I don’t care if this is the real Japanese poster, or a fan graphic, or a total hoax, because whatever this is, it is the best thing ever. (That gun is shooting “Never Give Up, Never Surrender,” you guys. YOU GUYS.)

My mom’s reaction when I told her I’d bought Thermian away-team gear: “Well, you’re outside.” (This nerd apple did not fall far from the tree.)


Apr 16 2010

Comics!

I went home last weekend to visit the family, and as usual, I tried to clean up a little of the driftwood of my young life that remains in the house, so that eventually it will stop looking like a teenager with no social skills lives in their house. (Now she lives in New York, where no one even notices social skills because they’re too busy avoiding being hit by cars. Upgrade!)

There are some really telling things in that house, some of which indicate I had taste (a silk kimono owned by my great-grandmother) and some of which indicate I had, well, questionable taste. (Uh, no comment.)

The thing I took back from this trip was my box of comics.

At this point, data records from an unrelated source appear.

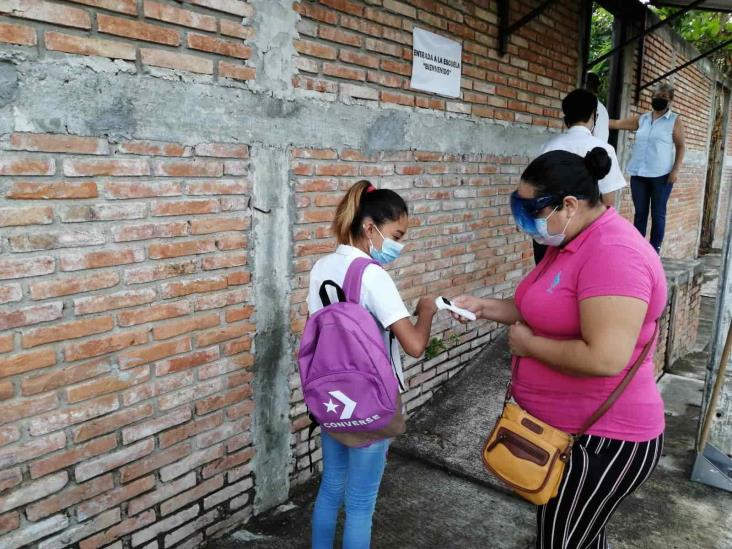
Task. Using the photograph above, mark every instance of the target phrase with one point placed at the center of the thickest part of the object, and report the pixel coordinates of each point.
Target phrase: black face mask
(659, 103)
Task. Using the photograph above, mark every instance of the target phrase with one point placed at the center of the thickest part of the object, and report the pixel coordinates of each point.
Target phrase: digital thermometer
(444, 303)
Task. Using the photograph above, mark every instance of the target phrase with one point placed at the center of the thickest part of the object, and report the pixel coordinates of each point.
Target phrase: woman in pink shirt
(578, 322)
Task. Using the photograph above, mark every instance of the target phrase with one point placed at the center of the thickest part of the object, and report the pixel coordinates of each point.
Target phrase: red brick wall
(126, 309)
(363, 50)
(205, 37)
(461, 239)
(126, 331)
(692, 101)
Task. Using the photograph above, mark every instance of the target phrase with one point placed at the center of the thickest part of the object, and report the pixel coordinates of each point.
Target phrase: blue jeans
(353, 475)
(654, 191)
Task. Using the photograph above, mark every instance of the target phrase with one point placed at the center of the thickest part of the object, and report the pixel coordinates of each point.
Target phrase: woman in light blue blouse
(657, 157)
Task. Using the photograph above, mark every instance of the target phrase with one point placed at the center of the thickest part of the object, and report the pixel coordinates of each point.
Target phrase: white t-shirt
(579, 140)
(602, 124)
(379, 294)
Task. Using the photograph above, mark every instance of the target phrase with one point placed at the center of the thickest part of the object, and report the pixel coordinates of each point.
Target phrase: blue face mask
(543, 236)
(390, 249)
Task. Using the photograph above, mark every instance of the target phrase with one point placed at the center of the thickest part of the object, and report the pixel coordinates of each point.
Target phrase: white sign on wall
(436, 63)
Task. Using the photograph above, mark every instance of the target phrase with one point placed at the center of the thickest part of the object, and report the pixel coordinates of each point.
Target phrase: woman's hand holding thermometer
(446, 304)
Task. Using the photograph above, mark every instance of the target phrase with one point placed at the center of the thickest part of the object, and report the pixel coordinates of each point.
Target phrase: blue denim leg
(353, 474)
(331, 492)
(640, 190)
(661, 191)
(365, 470)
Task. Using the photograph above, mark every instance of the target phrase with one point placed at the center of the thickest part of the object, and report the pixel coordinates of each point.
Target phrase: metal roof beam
(649, 30)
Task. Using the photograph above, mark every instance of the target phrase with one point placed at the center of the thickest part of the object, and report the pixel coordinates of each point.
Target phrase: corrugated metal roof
(716, 5)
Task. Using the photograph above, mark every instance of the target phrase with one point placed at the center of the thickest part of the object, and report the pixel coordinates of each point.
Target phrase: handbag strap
(594, 418)
(621, 387)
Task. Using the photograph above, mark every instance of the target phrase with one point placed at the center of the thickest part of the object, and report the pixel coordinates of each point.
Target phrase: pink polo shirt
(609, 258)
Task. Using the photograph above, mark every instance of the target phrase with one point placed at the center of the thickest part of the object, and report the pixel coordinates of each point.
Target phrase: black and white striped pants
(600, 474)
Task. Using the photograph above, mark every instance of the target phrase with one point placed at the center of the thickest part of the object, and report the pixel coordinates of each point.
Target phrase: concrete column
(721, 433)
(272, 204)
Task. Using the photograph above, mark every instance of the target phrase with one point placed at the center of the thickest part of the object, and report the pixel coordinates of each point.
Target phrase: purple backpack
(347, 377)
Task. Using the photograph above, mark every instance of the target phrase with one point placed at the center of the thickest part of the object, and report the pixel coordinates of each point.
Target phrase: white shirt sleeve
(381, 297)
(614, 180)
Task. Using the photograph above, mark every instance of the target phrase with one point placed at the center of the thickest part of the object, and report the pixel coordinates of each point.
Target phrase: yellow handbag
(529, 455)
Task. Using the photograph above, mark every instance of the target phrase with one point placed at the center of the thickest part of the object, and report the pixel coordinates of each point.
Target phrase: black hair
(361, 201)
(578, 106)
(592, 81)
(561, 174)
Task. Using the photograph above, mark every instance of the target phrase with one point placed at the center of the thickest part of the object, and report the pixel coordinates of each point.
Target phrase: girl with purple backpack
(369, 223)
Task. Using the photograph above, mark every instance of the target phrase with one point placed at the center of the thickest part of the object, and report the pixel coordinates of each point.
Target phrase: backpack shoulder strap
(352, 283)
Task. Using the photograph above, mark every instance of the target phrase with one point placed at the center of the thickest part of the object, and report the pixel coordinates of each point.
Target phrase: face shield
(525, 210)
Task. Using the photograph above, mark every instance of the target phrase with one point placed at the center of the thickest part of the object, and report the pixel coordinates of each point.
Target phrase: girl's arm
(414, 337)
(610, 328)
(680, 144)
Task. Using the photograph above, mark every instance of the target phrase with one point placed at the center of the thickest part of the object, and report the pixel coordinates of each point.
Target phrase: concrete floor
(435, 493)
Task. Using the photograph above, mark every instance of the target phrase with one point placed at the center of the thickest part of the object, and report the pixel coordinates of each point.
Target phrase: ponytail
(361, 201)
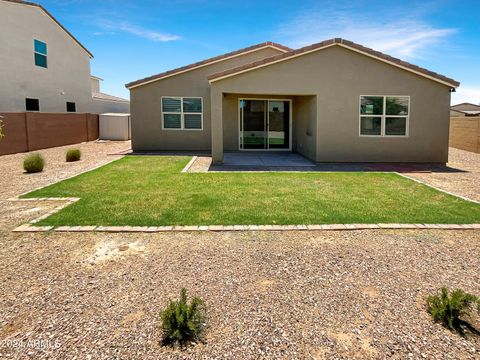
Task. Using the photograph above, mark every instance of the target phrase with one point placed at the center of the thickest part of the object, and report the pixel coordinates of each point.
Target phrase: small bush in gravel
(449, 309)
(33, 163)
(182, 322)
(73, 155)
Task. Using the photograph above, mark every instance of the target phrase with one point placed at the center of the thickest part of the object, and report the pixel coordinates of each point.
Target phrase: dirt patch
(113, 250)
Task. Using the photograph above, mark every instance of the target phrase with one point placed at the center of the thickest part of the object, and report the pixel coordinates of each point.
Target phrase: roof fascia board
(206, 64)
(341, 45)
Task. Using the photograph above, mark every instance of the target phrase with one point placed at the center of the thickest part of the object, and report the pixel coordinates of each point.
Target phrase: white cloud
(139, 31)
(467, 93)
(396, 33)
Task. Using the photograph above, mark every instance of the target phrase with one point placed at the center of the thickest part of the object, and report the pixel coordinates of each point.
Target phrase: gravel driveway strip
(310, 294)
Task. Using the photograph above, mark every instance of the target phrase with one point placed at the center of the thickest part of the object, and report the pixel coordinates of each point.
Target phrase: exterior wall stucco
(338, 76)
(147, 133)
(67, 77)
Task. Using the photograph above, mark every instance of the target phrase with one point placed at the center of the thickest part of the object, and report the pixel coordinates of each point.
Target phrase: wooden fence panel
(34, 131)
(465, 133)
(14, 128)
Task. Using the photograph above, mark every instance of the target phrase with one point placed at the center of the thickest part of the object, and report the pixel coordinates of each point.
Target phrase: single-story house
(334, 101)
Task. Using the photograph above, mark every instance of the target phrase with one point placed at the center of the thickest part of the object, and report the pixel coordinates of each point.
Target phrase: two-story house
(43, 67)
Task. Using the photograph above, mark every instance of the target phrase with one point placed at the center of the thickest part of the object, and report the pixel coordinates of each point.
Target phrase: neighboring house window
(182, 113)
(32, 104)
(384, 115)
(71, 107)
(40, 53)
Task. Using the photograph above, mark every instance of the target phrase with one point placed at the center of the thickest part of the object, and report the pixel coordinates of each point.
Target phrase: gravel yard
(315, 294)
(14, 182)
(291, 295)
(466, 182)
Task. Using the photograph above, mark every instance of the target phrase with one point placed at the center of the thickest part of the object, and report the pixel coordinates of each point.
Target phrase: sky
(134, 39)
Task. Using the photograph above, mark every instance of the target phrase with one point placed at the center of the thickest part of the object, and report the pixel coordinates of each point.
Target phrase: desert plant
(33, 163)
(448, 309)
(182, 322)
(73, 155)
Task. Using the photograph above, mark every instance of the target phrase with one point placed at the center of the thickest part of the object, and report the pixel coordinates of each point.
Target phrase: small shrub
(73, 155)
(448, 309)
(33, 163)
(182, 322)
(1, 128)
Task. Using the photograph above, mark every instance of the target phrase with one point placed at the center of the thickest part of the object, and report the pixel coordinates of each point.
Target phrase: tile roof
(53, 18)
(107, 97)
(337, 41)
(205, 62)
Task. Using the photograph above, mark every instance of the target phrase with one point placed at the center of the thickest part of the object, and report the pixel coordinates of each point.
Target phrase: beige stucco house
(43, 67)
(335, 101)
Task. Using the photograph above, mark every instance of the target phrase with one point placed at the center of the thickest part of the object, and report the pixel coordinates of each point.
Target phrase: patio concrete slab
(266, 159)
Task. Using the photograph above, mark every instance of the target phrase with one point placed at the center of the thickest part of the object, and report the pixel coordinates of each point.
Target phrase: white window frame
(383, 116)
(181, 113)
(39, 53)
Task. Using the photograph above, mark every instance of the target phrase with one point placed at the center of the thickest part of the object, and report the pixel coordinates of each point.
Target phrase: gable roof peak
(343, 43)
(206, 62)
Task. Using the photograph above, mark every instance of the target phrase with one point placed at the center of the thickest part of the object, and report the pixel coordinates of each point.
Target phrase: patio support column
(216, 98)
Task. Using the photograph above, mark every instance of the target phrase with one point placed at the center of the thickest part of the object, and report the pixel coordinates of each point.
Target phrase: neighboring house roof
(107, 97)
(466, 112)
(206, 62)
(53, 19)
(336, 42)
(459, 106)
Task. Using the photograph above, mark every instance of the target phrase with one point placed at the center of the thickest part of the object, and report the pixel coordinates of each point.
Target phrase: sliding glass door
(264, 124)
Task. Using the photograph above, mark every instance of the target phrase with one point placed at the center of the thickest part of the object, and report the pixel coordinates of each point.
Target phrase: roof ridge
(54, 20)
(108, 96)
(207, 61)
(340, 41)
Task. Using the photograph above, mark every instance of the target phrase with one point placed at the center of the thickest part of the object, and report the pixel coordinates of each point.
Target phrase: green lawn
(151, 191)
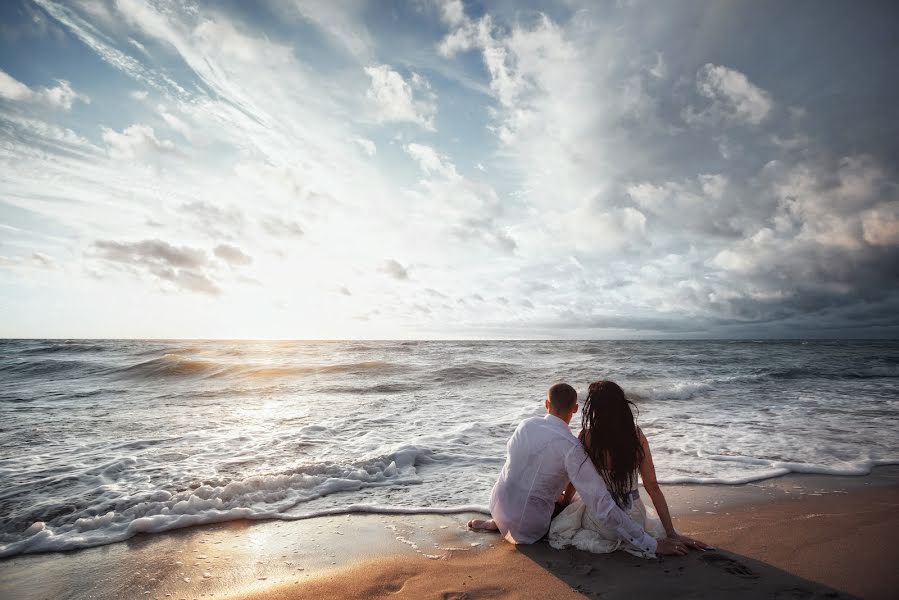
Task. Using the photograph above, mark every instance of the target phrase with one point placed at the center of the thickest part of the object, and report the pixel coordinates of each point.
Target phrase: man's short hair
(562, 397)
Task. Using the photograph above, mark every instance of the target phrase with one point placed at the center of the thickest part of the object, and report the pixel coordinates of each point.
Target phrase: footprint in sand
(729, 565)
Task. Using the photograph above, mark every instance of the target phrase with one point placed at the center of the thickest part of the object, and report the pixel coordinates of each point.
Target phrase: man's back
(532, 478)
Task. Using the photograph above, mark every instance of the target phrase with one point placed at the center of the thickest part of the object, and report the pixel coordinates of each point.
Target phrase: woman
(618, 450)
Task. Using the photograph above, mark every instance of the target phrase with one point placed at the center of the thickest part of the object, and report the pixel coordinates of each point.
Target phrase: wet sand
(792, 537)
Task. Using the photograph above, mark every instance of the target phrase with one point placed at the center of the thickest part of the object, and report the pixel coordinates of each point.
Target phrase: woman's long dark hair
(609, 435)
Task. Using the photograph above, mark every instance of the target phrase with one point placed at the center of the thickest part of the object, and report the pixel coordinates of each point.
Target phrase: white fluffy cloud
(732, 98)
(135, 142)
(59, 97)
(430, 161)
(396, 99)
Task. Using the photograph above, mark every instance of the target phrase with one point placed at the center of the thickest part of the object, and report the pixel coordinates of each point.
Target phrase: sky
(445, 169)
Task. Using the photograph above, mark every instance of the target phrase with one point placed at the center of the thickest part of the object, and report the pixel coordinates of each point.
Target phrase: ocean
(101, 440)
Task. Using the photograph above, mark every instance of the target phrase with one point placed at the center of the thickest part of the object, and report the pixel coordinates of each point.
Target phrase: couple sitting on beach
(582, 491)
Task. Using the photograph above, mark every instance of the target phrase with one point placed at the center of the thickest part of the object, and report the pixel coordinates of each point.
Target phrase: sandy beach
(800, 536)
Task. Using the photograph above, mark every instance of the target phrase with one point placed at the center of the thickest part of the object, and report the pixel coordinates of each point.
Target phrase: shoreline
(799, 530)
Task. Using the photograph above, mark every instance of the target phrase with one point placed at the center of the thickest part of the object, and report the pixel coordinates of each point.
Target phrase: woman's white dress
(574, 526)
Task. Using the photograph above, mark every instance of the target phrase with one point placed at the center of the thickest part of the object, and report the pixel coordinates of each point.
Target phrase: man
(543, 456)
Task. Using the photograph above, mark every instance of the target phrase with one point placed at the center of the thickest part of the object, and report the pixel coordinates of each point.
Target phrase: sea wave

When I was, oh, 11-ish, I got into the X-Men in a major way. I read up on Uncanny, I devoured X-Men, and my passion for them lasted until one of those impossible crossovers a few years later where I was trying to get hold of 15 books a week just to find out who won the Shi’ar gladiatorial games when some mutants were kidnapped and something something Savage Land something and Genosha whatever and five THOUSAND people got involved. I was young, and I had no money. Eventually you just cannot cross over one more time, you know? EVEN IF ROGUE IS INVOLVED. (Sorry, Rogue. Nobody loved you more than me, I promise!)

To be fair, though, my comic-book habit was greatly aided and abetted by my dad, who tended to swing by the comic shop on a regular basis and bring home a comic for me. (At the time I assumed it was because of my grades, but looking back on my childhood I think he just wanted to prevent me from going outside and hurting myself, which is also good parenting, so, well done Dad!)

He knew X-Men was my book, and he knew I loved Rogue, so he was always on the lookout for her. Unfortunately, he never quite grokked what exactly Rogue looked like (the ever-changing costumes probably did not help), so my white storage box is about 70% X-Men comics and other random comics featuring Rogue, and about 30% old X-Men reprints that featured Kitty Pryde, in whom I had no interest, but about whom I ended up knowing quite a bit, just by accident! (Brunette X-Men Unite, I guess!)

I had forgotten the Kitty Pryde books, but when I got home there they were, filed quietly in the back of the box, bearing the evidence of one read before they were taped back in their sleeves and hidden away. I saved them even then, because I thought my dad was pretty cool for supporting my comic book habit, and when I opened the box, it was confirmed.

Uh, in other news, I will be carving out time this weekend to slap some Roxette on the tape player, shove my hair into a scrunchie, and read some comics.


Mar 25 2010

Updates galore!

So, doubtless ill-advisedly, I’ve started a Tumblr: Questionable Taste Theatre!

No worries about cross-posting; as with my Twitter, I try to limit overlap. On the other hand, this Tumblr will probably have stuff like one-off movie costume commentary QTT movies I abandon (like the one I tried where Alec “Maud’Dib” Newman is a stockbroker-slash-jazz-pianist and Amy Adams stands on the street corner and sings with him every night even though They Are Strangers and He Must Find Her and I just couldn’t, you guys, seriously), which this LJ probably won’t have. So, if you’re dying for a picture of that movie that I scribbled all over in MS Paint, tune in to Tumblr! (It deserved it. It was awful.)

In other news I couldn’t discuss until now, I got called up for jury duty! I heard a lot about the importance of being fair and unbiased, and then they piped in Fox News all day long. (Oh, court system, you’re a gas!) I didn’t get chosen for an actual jury because I had past circumstances that rendered me ineligible, etc. However, I was one of the last called for this jury, so I got to watch the selection process for a good long time. Turns out, you can practically see a Sims diamond appearing over the heads of those who will eventually be chosen.

Unrelated anecdote: I was walking home last night, catching up with my parents, and a cab did an illegal U-turn in the middle of the intersection and nearly hit me (like, “I had to jump backwards to avoid being struck by his rear-view mirror” nearly). I proceeded to give him an incredibly loud and colorful* explanation of pedestrian right-of-way; he sheepishly tried to take his foot off the brake and roll out of the situation (hilariously), but was too nervous to actually hit the gas, so I just walked alongside him until I was finished.

Then I remembered I had been doing the Nun Point with my phone hand, and my parents were still on the line.

* I would like to pretend this was badass-profanity colorful, but it was mostly, “Do you know what a WALK sign looks like? It looks like someone walking! Like I’m walking after you right now because YOU ARE TRYING TO ROLL AWAY FROM ME.”


Mar 20 2010

Sometimes, comedy writes itself.

It’s good to know that as I’m working hard on my projects, carefully trying to establish narrative, comedy gold is happening by accident in my backyard.

The Musical Theatre Neighbors are having their first afternoon party of spring. They have foregone the usual show tunes, however, and are instead dancing very seriously to what sounds like 1993-era house techno…all six of them. It’s like when Middleman went to the debauched sorority party, and it was two dozen extras holding balloons and red cups and vaguely shimmying. Cool it down there, you Dionysians!